Долго они сидели в тот вечер. Мекк думал вслух: либо Франца Лина обманула, либо Людерс ему подгадил, либо еще что-нибудь в этом роде. Скотопромышленники иначе рассудили:

— Людерс — прохвост, конечно, врет все от начала до конца. Но, может быть, он и в самом деле свихнулся, Биберкопф-то. Странности за ним и тогда водились, помните, когда он торговое свидетельство взял, а товара у него еще и в помине не было. А теперь стряслась с ним беда — вот оно и сказалось.

Но Мекк стоял на своем.

— На печени это у него могло сказаться, но не на голове. Голова здесь исключается. Ведь он же богатырь, всю жизнь физическим трудом занимался. Какой грузчик был, рояли поднимал! А вы говорите «свихнулся» — быть этого не может!

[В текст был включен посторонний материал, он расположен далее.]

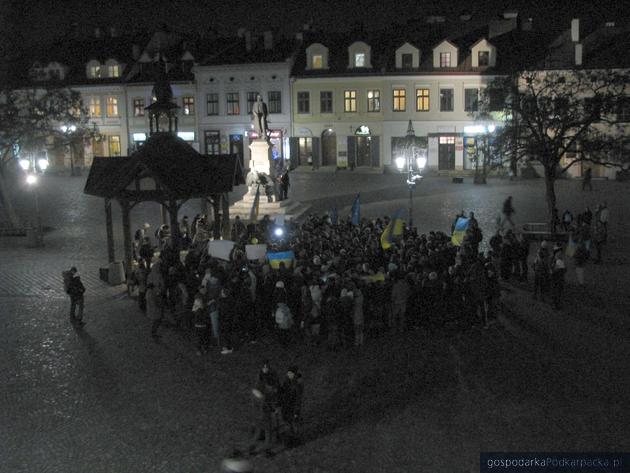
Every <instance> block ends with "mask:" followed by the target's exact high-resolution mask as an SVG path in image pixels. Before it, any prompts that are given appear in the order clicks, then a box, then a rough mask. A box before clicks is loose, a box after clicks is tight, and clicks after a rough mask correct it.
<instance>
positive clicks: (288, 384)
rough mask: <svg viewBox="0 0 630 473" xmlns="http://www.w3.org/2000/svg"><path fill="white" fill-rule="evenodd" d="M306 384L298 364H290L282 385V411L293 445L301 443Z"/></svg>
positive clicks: (280, 404) (289, 442)
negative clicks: (300, 441)
mask: <svg viewBox="0 0 630 473" xmlns="http://www.w3.org/2000/svg"><path fill="white" fill-rule="evenodd" d="M303 394H304V386H303V384H302V374H301V373H300V372H299V370H298V367H297V366H290V367H289V369H288V370H287V375H286V377H285V379H284V382H283V383H282V386H281V387H280V411H281V413H282V419H283V420H284V421H285V422H286V423H287V425H288V426H289V438H288V442H289V443H290V444H292V445H297V444H298V443H299V440H300V439H299V436H300V428H299V424H300V420H301V413H302V396H303Z"/></svg>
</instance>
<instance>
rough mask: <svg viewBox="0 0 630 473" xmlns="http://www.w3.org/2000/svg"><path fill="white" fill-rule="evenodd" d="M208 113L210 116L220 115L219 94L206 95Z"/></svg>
mask: <svg viewBox="0 0 630 473" xmlns="http://www.w3.org/2000/svg"><path fill="white" fill-rule="evenodd" d="M206 111H207V114H208V115H218V114H219V94H214V93H213V94H207V95H206Z"/></svg>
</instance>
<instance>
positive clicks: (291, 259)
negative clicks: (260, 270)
mask: <svg viewBox="0 0 630 473" xmlns="http://www.w3.org/2000/svg"><path fill="white" fill-rule="evenodd" d="M267 259H268V260H269V266H271V267H272V268H273V269H278V268H280V263H284V265H285V266H286V267H287V268H290V267H291V266H293V260H294V259H295V254H294V253H293V251H292V250H289V251H280V252H276V253H267Z"/></svg>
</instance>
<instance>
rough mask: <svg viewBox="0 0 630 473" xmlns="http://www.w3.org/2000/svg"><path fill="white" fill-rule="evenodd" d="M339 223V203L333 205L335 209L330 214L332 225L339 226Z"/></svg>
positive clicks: (333, 207)
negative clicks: (338, 222) (337, 204)
mask: <svg viewBox="0 0 630 473" xmlns="http://www.w3.org/2000/svg"><path fill="white" fill-rule="evenodd" d="M338 222H339V211H338V210H337V202H335V203H334V204H333V209H332V211H331V212H330V223H332V224H333V225H337V223H338Z"/></svg>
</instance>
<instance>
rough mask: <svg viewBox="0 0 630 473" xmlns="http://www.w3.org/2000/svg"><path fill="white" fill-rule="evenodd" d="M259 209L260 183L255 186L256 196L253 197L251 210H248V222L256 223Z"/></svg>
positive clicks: (259, 205) (256, 221)
mask: <svg viewBox="0 0 630 473" xmlns="http://www.w3.org/2000/svg"><path fill="white" fill-rule="evenodd" d="M259 209H260V184H258V186H257V187H256V197H254V204H253V205H252V210H251V211H250V212H249V222H250V223H256V222H257V221H258V212H259Z"/></svg>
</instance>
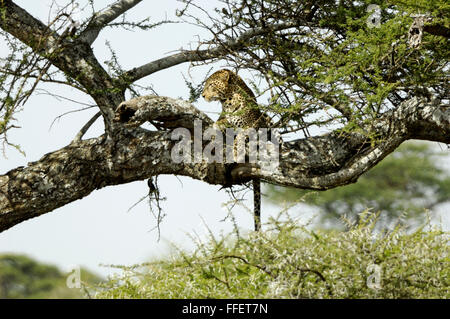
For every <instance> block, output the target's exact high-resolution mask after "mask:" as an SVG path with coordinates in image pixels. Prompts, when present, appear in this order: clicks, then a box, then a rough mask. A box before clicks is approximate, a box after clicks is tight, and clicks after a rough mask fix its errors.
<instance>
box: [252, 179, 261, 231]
mask: <svg viewBox="0 0 450 319" xmlns="http://www.w3.org/2000/svg"><path fill="white" fill-rule="evenodd" d="M253 207H254V208H253V214H254V219H255V231H259V230H260V229H261V180H260V179H259V178H254V179H253Z"/></svg>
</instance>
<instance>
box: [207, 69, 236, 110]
mask: <svg viewBox="0 0 450 319" xmlns="http://www.w3.org/2000/svg"><path fill="white" fill-rule="evenodd" d="M231 77H232V71H230V70H226V69H223V70H219V71H217V72H214V73H213V74H212V75H211V76H210V77H209V78H208V79H207V80H206V82H205V86H204V88H203V92H202V96H203V98H204V99H205V100H206V101H208V102H210V101H222V100H225V99H227V98H228V95H229V90H228V86H229V83H230V80H231Z"/></svg>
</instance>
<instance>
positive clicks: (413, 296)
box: [96, 211, 450, 298]
mask: <svg viewBox="0 0 450 319" xmlns="http://www.w3.org/2000/svg"><path fill="white" fill-rule="evenodd" d="M376 221H377V217H376V216H375V217H374V214H368V212H367V211H366V212H364V213H363V214H362V215H361V216H360V223H359V224H358V225H352V226H351V227H349V230H348V231H345V232H338V231H312V230H309V229H307V228H306V227H304V226H299V225H298V224H296V223H295V222H294V221H292V220H287V221H284V222H280V221H279V220H272V221H271V222H270V225H269V227H268V228H269V229H268V230H266V231H264V232H260V233H250V234H248V235H247V236H242V235H241V234H239V232H235V233H233V234H232V235H228V236H223V237H221V238H220V239H217V238H215V237H214V236H213V235H212V234H210V238H209V240H208V241H207V242H205V243H201V244H198V246H197V249H196V250H195V251H194V252H191V253H186V252H179V254H178V255H177V256H175V257H173V258H172V259H171V260H169V259H166V260H160V261H155V262H151V263H146V264H143V265H139V266H133V267H123V270H124V271H123V273H122V274H121V275H118V276H116V277H114V278H110V280H109V281H108V282H107V283H106V284H104V285H103V286H102V287H99V288H98V289H97V293H96V297H97V298H449V297H450V293H449V286H450V259H449V246H448V243H449V236H448V233H445V232H443V231H441V230H440V229H439V228H437V227H434V228H433V227H429V224H428V223H427V225H426V226H427V227H425V226H424V227H422V228H420V229H418V230H417V231H415V232H413V233H407V232H405V230H404V229H402V228H401V227H397V228H395V229H394V230H392V231H385V232H383V233H379V232H375V231H374V228H375V225H376Z"/></svg>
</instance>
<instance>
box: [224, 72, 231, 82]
mask: <svg viewBox="0 0 450 319" xmlns="http://www.w3.org/2000/svg"><path fill="white" fill-rule="evenodd" d="M223 71H224V72H223V80H224V82H226V83H230V81H231V71H230V70H227V69H224V70H223Z"/></svg>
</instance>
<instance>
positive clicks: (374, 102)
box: [191, 0, 450, 134]
mask: <svg viewBox="0 0 450 319" xmlns="http://www.w3.org/2000/svg"><path fill="white" fill-rule="evenodd" d="M193 3H195V1H194V2H193ZM222 4H223V8H222V10H220V8H219V9H217V15H218V17H211V16H210V20H211V23H209V22H204V21H202V20H200V19H198V18H197V19H196V20H195V21H196V22H197V23H199V24H202V25H203V26H204V27H205V28H207V29H209V30H210V31H211V32H212V33H213V34H214V39H213V40H211V41H210V42H207V44H211V43H215V44H217V45H222V46H224V47H225V48H228V54H227V55H226V57H225V59H226V60H228V62H229V63H230V65H232V66H234V67H236V68H237V69H246V70H251V71H254V72H253V73H254V74H255V75H256V76H259V77H260V78H262V79H263V80H264V81H262V82H261V81H257V82H255V86H254V89H255V90H257V91H258V92H259V93H261V94H262V93H265V92H269V93H270V98H269V101H268V109H269V110H270V111H271V112H272V113H274V114H276V115H277V117H278V118H280V119H281V120H282V122H281V123H283V125H288V124H289V126H291V127H293V129H303V130H304V133H305V134H307V132H308V131H307V129H308V127H310V126H314V125H317V126H324V125H329V124H331V123H333V124H335V125H336V124H337V125H341V126H343V127H345V128H346V129H347V130H354V129H357V128H358V127H361V126H363V125H364V124H367V123H370V122H371V121H372V120H374V119H375V118H377V117H379V116H380V114H381V113H383V112H385V111H386V110H389V109H392V108H393V107H396V106H398V105H399V104H400V103H401V101H403V100H405V99H409V98H411V97H414V96H415V97H425V98H428V99H429V98H438V99H442V98H448V87H447V86H446V85H445V83H446V81H447V77H448V58H449V50H448V21H449V15H450V7H449V5H448V2H447V1H445V0H438V1H427V0H421V1H410V0H408V1H372V0H367V1H291V0H281V1H280V0H264V1H262V0H224V1H222ZM373 6H377V7H376V10H375V11H374V10H373V9H371V8H373ZM420 15H423V16H426V17H429V18H430V19H431V20H432V26H433V27H434V29H433V28H432V26H430V27H429V28H428V29H427V30H428V31H430V30H432V31H436V30H441V29H439V28H441V27H442V30H441V31H442V32H424V33H423V39H422V41H421V44H420V45H419V46H417V47H412V46H411V45H410V43H409V39H408V32H409V28H410V27H411V25H412V24H413V22H414V19H415V17H417V16H420ZM191 17H192V18H193V19H195V14H192V16H191ZM205 21H208V20H205ZM374 22H375V23H374ZM280 25H284V26H286V25H289V26H291V27H285V28H284V29H283V30H280V31H277V32H267V33H263V34H261V35H259V36H256V37H253V38H251V39H249V40H247V39H245V35H246V34H247V33H248V32H251V31H249V30H260V29H266V30H270V29H271V28H275V26H280ZM232 40H236V41H242V46H243V48H240V49H239V50H234V49H233V47H231V45H229V43H233V44H234V42H233V41H232ZM230 41H231V42H230ZM263 83H266V84H267V86H265V87H264V86H263V85H262V84H263ZM324 110H325V112H323V111H324ZM336 111H337V112H336ZM312 115H315V116H312ZM317 115H318V116H317Z"/></svg>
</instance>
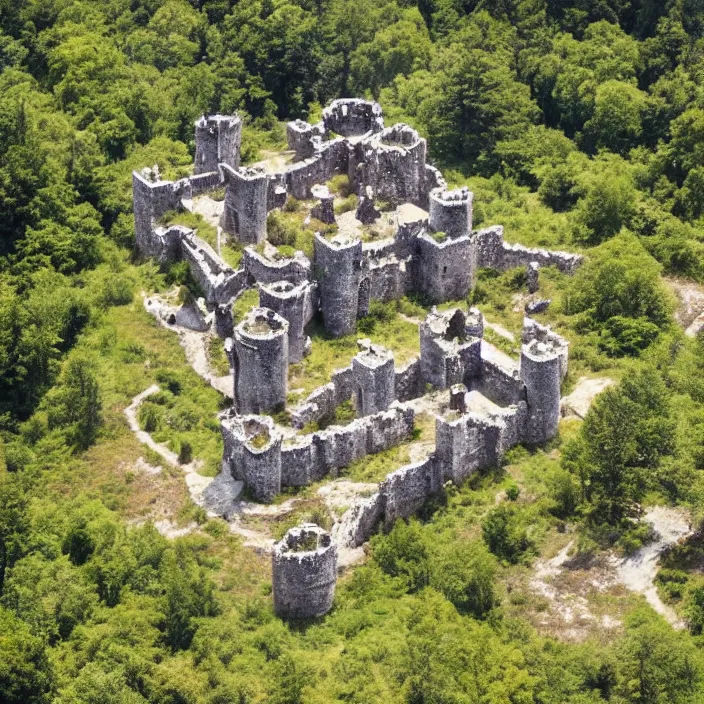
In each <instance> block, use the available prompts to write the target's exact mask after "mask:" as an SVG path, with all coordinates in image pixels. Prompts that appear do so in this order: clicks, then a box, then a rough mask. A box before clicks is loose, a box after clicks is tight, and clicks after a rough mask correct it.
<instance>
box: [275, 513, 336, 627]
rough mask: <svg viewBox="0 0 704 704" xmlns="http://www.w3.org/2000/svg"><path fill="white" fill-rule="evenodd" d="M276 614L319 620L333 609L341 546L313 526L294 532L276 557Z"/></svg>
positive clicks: (305, 525) (316, 528)
mask: <svg viewBox="0 0 704 704" xmlns="http://www.w3.org/2000/svg"><path fill="white" fill-rule="evenodd" d="M272 572H273V575H272V576H273V587H274V611H275V612H276V614H277V615H278V616H280V617H282V618H315V617H318V616H323V615H324V614H326V613H327V612H328V611H330V608H331V607H332V601H333V598H334V596H335V582H336V581H337V546H336V545H335V543H334V542H333V540H332V538H331V536H330V534H329V533H327V532H326V531H324V530H323V529H322V528H320V527H319V526H316V525H315V524H313V523H304V524H303V525H301V526H299V527H297V528H292V529H291V530H289V531H288V533H286V535H284V537H283V539H282V540H281V541H280V542H279V543H276V545H274V552H273V554H272Z"/></svg>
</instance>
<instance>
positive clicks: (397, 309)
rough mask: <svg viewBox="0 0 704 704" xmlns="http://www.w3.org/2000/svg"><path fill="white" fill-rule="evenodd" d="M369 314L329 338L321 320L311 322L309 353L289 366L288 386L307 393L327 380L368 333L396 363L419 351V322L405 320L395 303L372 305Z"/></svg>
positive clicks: (351, 360)
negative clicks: (388, 353)
mask: <svg viewBox="0 0 704 704" xmlns="http://www.w3.org/2000/svg"><path fill="white" fill-rule="evenodd" d="M370 313H371V315H370V316H369V318H371V320H370V321H368V322H367V323H366V324H365V323H363V321H367V320H368V319H367V318H363V319H362V320H361V321H360V324H358V329H357V333H355V334H353V335H346V336H345V337H339V338H332V337H330V336H329V335H328V334H327V333H326V332H325V330H324V328H323V326H322V324H321V321H320V320H315V321H314V322H313V326H312V331H311V340H312V343H313V344H312V347H311V353H310V354H309V355H308V356H307V357H304V359H303V360H302V361H301V362H300V363H298V364H292V365H291V366H290V368H289V389H291V390H295V389H302V394H308V393H310V392H311V391H312V390H313V389H315V388H317V387H318V386H322V385H323V384H327V383H328V382H329V381H330V377H331V375H332V372H333V371H335V370H336V369H342V368H343V367H346V366H348V365H349V364H350V363H351V361H352V357H354V356H355V355H356V354H357V352H358V351H359V348H358V347H357V340H358V339H360V338H362V337H368V338H370V339H371V340H372V342H375V343H377V344H379V345H383V346H384V347H387V348H388V349H390V350H391V351H392V352H393V353H394V359H395V364H396V366H400V365H403V364H405V363H406V362H408V361H410V360H411V359H412V358H413V357H417V356H418V355H419V354H420V341H419V337H418V326H417V325H415V324H413V323H411V322H408V321H407V320H404V319H403V318H402V317H401V316H400V315H399V314H398V305H397V304H396V303H389V304H379V305H378V306H377V305H372V307H371V308H370Z"/></svg>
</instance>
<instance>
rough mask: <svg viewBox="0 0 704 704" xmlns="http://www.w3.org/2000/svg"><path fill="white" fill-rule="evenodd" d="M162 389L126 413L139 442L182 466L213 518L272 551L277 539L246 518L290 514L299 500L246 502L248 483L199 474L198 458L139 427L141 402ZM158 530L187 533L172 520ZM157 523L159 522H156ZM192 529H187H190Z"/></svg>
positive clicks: (250, 540) (168, 521)
mask: <svg viewBox="0 0 704 704" xmlns="http://www.w3.org/2000/svg"><path fill="white" fill-rule="evenodd" d="M158 391H159V387H158V386H157V385H156V384H154V385H153V386H150V387H149V388H148V389H145V390H144V391H142V393H140V394H137V396H135V397H134V398H133V399H132V403H130V405H129V406H127V408H125V410H124V413H125V416H126V418H127V423H128V424H129V427H130V430H131V431H132V432H133V433H134V434H135V437H136V438H137V440H139V442H141V443H143V444H144V445H146V446H147V447H148V448H150V449H151V450H153V451H154V452H155V453H157V454H158V455H159V456H160V457H161V458H162V459H163V460H164V461H165V462H166V463H167V464H168V465H170V466H172V467H176V468H177V469H180V470H181V471H182V472H183V474H184V478H185V480H186V486H187V487H188V492H189V494H190V496H191V500H192V501H193V502H194V503H195V504H197V505H198V506H201V507H202V508H204V509H205V510H206V511H207V513H208V515H209V516H210V517H213V518H215V517H221V518H224V519H225V520H227V521H228V522H229V524H230V531H231V532H232V533H234V534H236V535H239V536H241V537H242V538H243V539H244V544H245V545H247V546H249V547H253V548H255V549H256V550H266V551H270V550H271V548H272V547H273V545H274V540H273V538H271V536H270V535H269V533H267V532H265V531H256V530H250V529H248V528H245V527H244V526H243V525H242V521H243V519H245V520H246V519H247V518H248V517H255V516H264V517H270V518H275V517H278V516H283V515H286V514H287V513H290V512H291V511H293V510H294V508H295V505H296V503H297V500H296V499H289V500H288V501H284V502H283V503H280V504H268V505H265V504H257V503H253V502H249V501H242V500H241V499H240V495H241V494H242V490H243V488H244V483H243V482H241V481H236V480H235V479H233V478H232V476H231V475H230V473H229V472H220V474H218V476H217V477H215V478H213V477H204V476H202V475H200V474H198V469H199V467H200V466H201V463H200V462H199V461H198V460H194V461H193V462H191V463H190V464H180V463H179V461H178V456H177V455H176V453H175V452H172V451H171V450H169V448H168V447H166V446H165V445H162V444H161V443H158V442H156V441H155V440H154V438H153V437H152V436H151V435H150V434H149V433H147V432H146V431H144V430H142V429H141V428H140V427H139V421H138V413H139V407H140V405H141V404H142V403H143V402H144V401H145V400H146V399H147V398H149V397H150V396H152V395H154V394H155V393H157V392H158ZM158 523H159V525H157V530H159V532H161V533H162V534H163V535H167V537H169V536H170V537H178V536H179V535H185V533H182V532H180V531H182V530H183V529H178V528H175V527H174V525H173V524H172V523H171V522H170V521H169V520H168V519H164V520H162V521H159V522H158ZM155 525H156V524H155ZM190 530H191V529H190V528H189V529H188V531H187V532H190Z"/></svg>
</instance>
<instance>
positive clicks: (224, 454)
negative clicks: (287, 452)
mask: <svg viewBox="0 0 704 704" xmlns="http://www.w3.org/2000/svg"><path fill="white" fill-rule="evenodd" d="M220 431H221V433H222V436H223V446H224V456H223V464H224V466H226V467H228V468H229V471H230V472H231V473H232V476H233V477H234V478H235V479H239V480H241V481H243V482H244V483H245V485H246V486H247V488H248V489H249V491H250V492H251V494H252V496H253V497H254V498H255V499H256V500H257V501H263V502H267V503H268V502H270V501H273V500H274V498H275V497H276V496H277V495H278V494H280V493H281V434H280V433H279V431H278V430H277V429H276V426H275V425H274V421H273V420H272V419H271V418H269V417H267V416H239V415H237V414H236V413H235V412H234V410H233V409H230V410H229V411H225V412H224V413H223V414H221V416H220Z"/></svg>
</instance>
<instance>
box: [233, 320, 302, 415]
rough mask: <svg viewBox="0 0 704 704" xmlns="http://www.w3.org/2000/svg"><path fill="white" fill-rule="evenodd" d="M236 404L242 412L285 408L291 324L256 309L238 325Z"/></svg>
mask: <svg viewBox="0 0 704 704" xmlns="http://www.w3.org/2000/svg"><path fill="white" fill-rule="evenodd" d="M234 342H235V346H234V362H235V403H236V405H237V409H238V410H239V412H240V413H263V412H266V411H275V410H279V409H282V408H284V406H285V405H286V395H287V392H288V361H289V360H288V323H287V322H286V321H285V320H284V319H283V318H282V317H281V316H280V315H277V314H276V313H275V312H274V311H273V310H269V309H267V308H253V309H252V310H251V311H250V312H249V313H248V314H247V315H246V317H245V318H244V320H243V321H242V322H241V323H240V324H239V325H237V327H236V328H235V338H234Z"/></svg>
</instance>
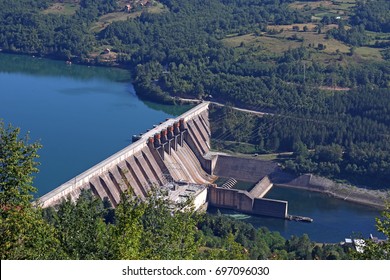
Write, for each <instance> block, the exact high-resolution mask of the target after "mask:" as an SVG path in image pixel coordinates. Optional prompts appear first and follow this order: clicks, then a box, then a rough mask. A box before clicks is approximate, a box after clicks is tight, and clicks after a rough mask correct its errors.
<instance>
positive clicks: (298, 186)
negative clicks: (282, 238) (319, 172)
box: [275, 175, 390, 210]
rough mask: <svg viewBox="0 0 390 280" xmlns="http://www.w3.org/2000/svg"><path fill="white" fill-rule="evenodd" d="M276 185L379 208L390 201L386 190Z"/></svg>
mask: <svg viewBox="0 0 390 280" xmlns="http://www.w3.org/2000/svg"><path fill="white" fill-rule="evenodd" d="M313 176H314V175H313ZM275 186H276V187H284V188H293V189H301V190H307V191H312V192H317V193H322V194H327V195H329V196H331V197H332V198H335V199H340V200H344V201H348V202H352V203H356V204H360V205H365V206H369V207H372V208H375V209H378V210H384V209H385V207H386V201H390V193H389V191H387V192H386V191H385V190H369V189H363V188H358V187H355V186H345V185H338V184H337V183H335V185H334V186H331V187H326V186H325V187H324V186H318V185H306V186H304V185H296V184H288V183H287V184H278V183H275Z"/></svg>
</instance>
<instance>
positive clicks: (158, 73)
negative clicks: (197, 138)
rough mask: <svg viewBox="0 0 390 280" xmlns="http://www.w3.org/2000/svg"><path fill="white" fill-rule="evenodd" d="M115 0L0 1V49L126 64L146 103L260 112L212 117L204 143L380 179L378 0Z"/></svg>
mask: <svg viewBox="0 0 390 280" xmlns="http://www.w3.org/2000/svg"><path fill="white" fill-rule="evenodd" d="M135 2H137V1H135ZM126 3H127V2H126V1H115V0H106V1H97V0H62V1H59V0H39V1H32V0H20V1H11V0H5V1H1V3H0V20H1V23H0V49H2V51H5V52H16V53H27V54H34V55H40V56H47V57H51V58H56V59H63V60H69V61H73V62H78V63H88V64H97V65H111V66H120V67H125V68H128V69H130V70H131V72H132V75H133V77H132V78H133V82H134V85H135V88H136V90H137V94H138V95H139V96H140V97H141V98H143V99H147V100H152V101H158V102H166V103H172V102H175V100H177V97H179V98H180V97H184V98H198V99H205V100H211V101H217V102H221V103H223V104H230V105H231V106H238V107H242V108H249V109H253V110H257V111H262V112H267V113H271V114H270V115H268V116H266V117H264V118H260V119H255V118H252V117H244V116H241V117H240V116H236V118H237V120H234V118H229V119H225V120H223V122H224V123H218V121H220V120H221V119H220V118H216V124H215V127H216V128H215V129H214V131H215V134H214V136H215V137H214V138H215V139H214V144H215V147H217V148H229V147H230V148H231V147H233V149H234V150H235V151H239V152H250V153H281V152H293V153H294V155H293V156H292V157H290V158H288V159H286V160H284V161H282V162H283V165H284V166H285V167H286V169H287V170H289V171H292V172H295V173H299V174H300V173H306V172H313V173H317V174H321V175H324V176H327V177H331V178H336V179H340V180H344V181H345V180H346V181H347V182H349V183H353V184H364V185H368V186H369V187H373V188H383V187H389V185H388V180H387V179H388V176H389V172H390V171H389V170H390V168H389V167H390V147H389V143H390V141H389V137H390V136H389V135H390V133H389V124H390V123H389V117H388V111H389V110H390V107H389V106H390V105H389V104H390V102H389V86H390V62H389V57H390V33H389V32H390V30H389V22H390V20H389V13H388V12H387V11H388V10H389V8H390V7H389V5H390V3H389V2H388V1H385V0H370V1H359V0H357V1H355V0H351V1H348V2H345V1H341V0H332V1H294V0H265V1H256V0H252V1H242V0H208V1H205V0H195V1H193V0H180V1H179V0H160V1H149V2H148V5H146V6H145V7H137V8H135V9H134V10H133V11H131V12H125V11H124V10H123V8H124V4H126ZM131 3H133V2H131ZM225 113H226V112H225ZM225 113H223V114H225ZM239 119H243V120H244V122H245V124H244V125H243V126H242V128H241V129H240V133H241V134H240V135H237V125H239V124H240V122H239V121H238V120H239ZM226 122H230V123H229V124H227V123H226ZM235 124H236V125H235ZM232 143H233V144H234V143H235V144H234V145H233V144H232ZM336 151H337V153H338V156H334V155H333V156H329V155H326V154H327V153H330V154H332V153H335V152H336Z"/></svg>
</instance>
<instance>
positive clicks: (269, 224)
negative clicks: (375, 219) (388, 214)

— Как раз у таких-то оно и бросается на голову… Голова у таких людей особенно чувствительная. Головой они мало работают, и чуть помозгуют немного — она и сдает.

— Ну, а как ваша тяжба, коммерсанты? Вас-то вот ничем не проймешь!

— У нас, скотопромышленников, — головы крепкие. А как же иначе! Если бы наш брат вздумал расстраиваться по каждому поводу, то нас всех пришлось бы отправить в желтый дом. Мы никогда не расстраиваемся. Привыкли! Вон чуть не каждый день случается, что заказанный товар не берут или платить не желают. Денег, видите ли, у них нет.

— Или есть, да не наличные.

— И это бывает.

Один из скотопромышленников взглянул на свой засаленный жилет.

— Я, знаете, пью дома кофе с блюдечка, так вкуснее, только вот заляпаешься весь.

— А ты себе слюнявчик подвяжи.

— Старуха на смех поднимет. Руки у меня стали дрожать, вот, полюбуйся.

А Франца Биберкопфа Мекк и Лина так и не нашли. Обегали пол-Берлина, но так и не нашли.